That said, actuaries are becoming more involved in top decision-making efforts at major corporations. As you might expect, actuaries have the fastest rise to the top in insurance companies, and many C-level executives at life, health and property insurance companies were once computing life tables just like you. Actuaries are also finding careers in the financial divisions of major corporations. As risk awareness, management and mitigation become more of a priority for companies squeezing every cent of possible shareholder value, actuaries can play a leadership role as comptrollers and even chief financial officers.
Most actuaries that rise to the executive suites have gotten their MBAs alongside any advanced work they've done as actuaries. Indeed, the combination of business know-how and actuarial skills can be a compelling mix for the boardroom. If you're interested in reaching the top levels of a corporation, your actuarial work will help you -- but get that MBA, too. "I know that if I don't want to progress any further as an actuary, I need to get my MBA," says one pension actuary mulling a shift into management ranks after failing to pass his sixth actuarial exam. "There comes a point where you have to know more about the broader business world that you just don't have. Actuarial work can have a pretty narrow focus. I need to know more about the psychology of it, the leadership." Of course, even if you're successful in passing your exams, an MBA can advance your career in new directions as well, and is a strong asset in reaching the upper executive ranks.
Actuaries who reach the executive level are rarely directly involved in the assessment of risk factors -- they have people who do that for them. In the insurance and pension industries, they may be overseeing other actuaries and directing their overall work. In other industries, executive actuaries are generally better equipped to foresee risks that may not occur to their colleagues.
Most actuaries will still be involved in the financial areas of corporate leadership once they rise to the executive ranks, and their risk-assessment and mitigation can also provide operational insights.

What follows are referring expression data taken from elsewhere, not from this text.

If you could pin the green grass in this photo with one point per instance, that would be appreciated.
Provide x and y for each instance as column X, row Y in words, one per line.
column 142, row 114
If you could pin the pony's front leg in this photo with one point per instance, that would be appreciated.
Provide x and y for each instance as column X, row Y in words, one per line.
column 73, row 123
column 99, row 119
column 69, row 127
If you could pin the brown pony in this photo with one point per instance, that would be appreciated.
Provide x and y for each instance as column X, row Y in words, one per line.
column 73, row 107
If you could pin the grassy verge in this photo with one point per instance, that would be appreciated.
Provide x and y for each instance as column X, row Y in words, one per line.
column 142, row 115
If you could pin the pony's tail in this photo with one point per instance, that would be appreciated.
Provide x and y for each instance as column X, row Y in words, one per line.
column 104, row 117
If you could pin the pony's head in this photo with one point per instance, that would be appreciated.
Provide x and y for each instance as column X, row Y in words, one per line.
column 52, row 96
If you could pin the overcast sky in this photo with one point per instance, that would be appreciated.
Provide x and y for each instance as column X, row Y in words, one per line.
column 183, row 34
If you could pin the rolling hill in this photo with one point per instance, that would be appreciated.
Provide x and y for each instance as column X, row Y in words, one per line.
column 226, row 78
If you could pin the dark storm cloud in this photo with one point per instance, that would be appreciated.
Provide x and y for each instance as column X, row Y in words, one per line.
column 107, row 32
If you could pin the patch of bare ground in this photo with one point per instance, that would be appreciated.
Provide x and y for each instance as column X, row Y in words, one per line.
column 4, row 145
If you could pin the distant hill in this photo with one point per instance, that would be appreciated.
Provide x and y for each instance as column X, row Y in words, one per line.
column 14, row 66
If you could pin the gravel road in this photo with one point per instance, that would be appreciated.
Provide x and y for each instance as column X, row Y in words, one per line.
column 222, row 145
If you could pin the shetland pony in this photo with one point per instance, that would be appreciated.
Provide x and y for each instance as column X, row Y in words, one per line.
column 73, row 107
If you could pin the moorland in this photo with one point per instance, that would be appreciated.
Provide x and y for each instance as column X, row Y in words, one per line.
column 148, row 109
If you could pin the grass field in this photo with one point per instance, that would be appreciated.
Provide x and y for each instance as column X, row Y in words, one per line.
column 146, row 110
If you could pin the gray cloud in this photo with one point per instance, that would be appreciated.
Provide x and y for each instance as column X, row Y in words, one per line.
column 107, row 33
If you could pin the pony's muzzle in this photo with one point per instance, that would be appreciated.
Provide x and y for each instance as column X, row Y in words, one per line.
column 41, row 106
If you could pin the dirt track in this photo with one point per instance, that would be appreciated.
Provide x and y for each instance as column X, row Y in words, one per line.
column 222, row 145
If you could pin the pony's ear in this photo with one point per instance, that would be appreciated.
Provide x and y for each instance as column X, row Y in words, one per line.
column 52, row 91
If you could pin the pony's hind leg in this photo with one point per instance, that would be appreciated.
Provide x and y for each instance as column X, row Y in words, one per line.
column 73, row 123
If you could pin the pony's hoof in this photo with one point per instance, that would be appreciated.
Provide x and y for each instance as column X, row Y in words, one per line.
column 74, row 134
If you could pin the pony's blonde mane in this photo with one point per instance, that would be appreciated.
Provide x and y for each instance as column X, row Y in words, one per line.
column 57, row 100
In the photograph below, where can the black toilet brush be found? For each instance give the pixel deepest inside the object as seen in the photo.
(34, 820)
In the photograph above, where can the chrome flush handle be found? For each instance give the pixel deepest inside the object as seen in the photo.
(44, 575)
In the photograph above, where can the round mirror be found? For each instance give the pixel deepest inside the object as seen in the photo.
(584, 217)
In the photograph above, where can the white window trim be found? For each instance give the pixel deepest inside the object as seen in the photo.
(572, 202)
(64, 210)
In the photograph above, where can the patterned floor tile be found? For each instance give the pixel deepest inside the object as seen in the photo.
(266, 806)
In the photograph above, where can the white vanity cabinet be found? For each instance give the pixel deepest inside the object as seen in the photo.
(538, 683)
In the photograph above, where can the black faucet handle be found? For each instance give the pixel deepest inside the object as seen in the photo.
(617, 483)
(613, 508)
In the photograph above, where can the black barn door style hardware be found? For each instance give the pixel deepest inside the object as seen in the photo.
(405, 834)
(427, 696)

The vast majority of actuaries don't make it to the top ranks of the business world. Of course, most MBAs don't either. Let's say there are roughly 8,000 publicly traded and private companies in the United States worth mentioning -- the kind of companies that have an outside chance of being mentioned in The Wall Street Journal or Forbes. That means that less than three-tenths of 1 percent of the U.S. population is running a big-name public company. So don't feel bad if your actuarial career doesn't lead to the corner office.